In my first session with my spiritual director, Soo Hoong, a ministry staff from Paya Lebar Methodist Church, I shared with her the grace I asked for: friendship with God. She asked me to think of this retreat as being with a friend for a week. I could discuss with the Lord what we could do together, or vice versa. I could also share what is on my heart or ask the Lord what was on his heart, like, “How do you see me?” In the sessions that followed she would prompt me with other suggestions of how this divine friendship could be nurtured and find expression during the retreat.

I asked the Lord a few times, “How do you see me?” The answer was to come two days later through an image that came to me of an infant child. Straight away I was reminded of a Psalm that I meditated upon years ago about a weaned child. I searched and found Psalm 131: 2: “Instead I have calmed and quieted myself, like a weaned child, who no longer cries for its mothers milk. Yes, like a weaned child is my soul within me”. It dawned on me that my faith used to be immature, like a baby demanding, upset and controlling, wanting my needs and expectations met my way and in my time. Otherwise, I would cry in anxiety and turmoil. My faith has since become a calm and quiet trust in God during troubles and trials, matured and willing to wait patiently for God. I was pleased that that was how the Lord viewed me. Any mother would tell you how relieved and pleased they would feel when a child has moved on from mother’s milk on demand, to being totally weaned to a calm and quiet patience.  I was happy that He was pleased with my growth.

During the retreat, I seem to be gifted with a garment of praise. My heart was bubbling with joy and I was praising God often. I often sang worship choruses, hummed a melody or sang in tongues. I did it in my room, while walking the labyrinth or the rail corridor. It was a relaxed, praise-filled, and joyful retreat.

Using the labyrinth

There are two labyrinths at Montfort Centre and they can be used in different ways. I walked the labyrinth before breakfast, or at sunset or at night, because these were the times it was not hot. I sometimes walked the labyrinth to converse or discuss a matter with the Lord, as I would with a friend on a hike. Other times, I walked it to express praise and adoration, and to sing in the Spirit, or to hum a hymn. Significantly, I once used the Jesus Prayer: “Lord Jesus Christ, Son of God, have mercy on me” and had a touch from the Lord, a grace moment, when I felt contrition and confessed my pride, and acknowledged that I am but a graced person, who earned nothing, did not deserve anything, but that all had been given to me, all is gift. 

One beautiful day with fair weather, I walked the rail corridor from Railway Mall to the newly done-up Bukit Timah Railway Station. It was a pleasant saunter with the Lord, taking in the sights and taking the occasional photograph.

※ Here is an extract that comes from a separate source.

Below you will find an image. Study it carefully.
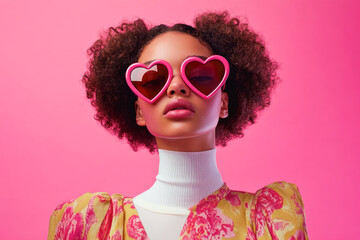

When I reached the Station, I simply sat and rested for a while, looking around at people taking photographs in empty carriages along old railway tracks preserved for ours and later generations to appreciate our history with Malaysia. There was a lovely café, but I was not prepared to pay $5.50 for a cappuccino. I did not walk back but took the train back from King Albert Park MRT station to Cashew. 

Paint your feelings

The organizers had art materials available for any retreatant to use. Though not trained in art, I felt the urge to take some water colour paint and brushes to express my heart and I noticed that the colours and images I painted expressed my feelings appropriately. They were bright colours, intimate and celebratory images, and point to the joy, intimacy and gratitude I felt. They kind of summed up this retreat for me. Though it was part of the “course requirement”, it was very much a formational experience for me.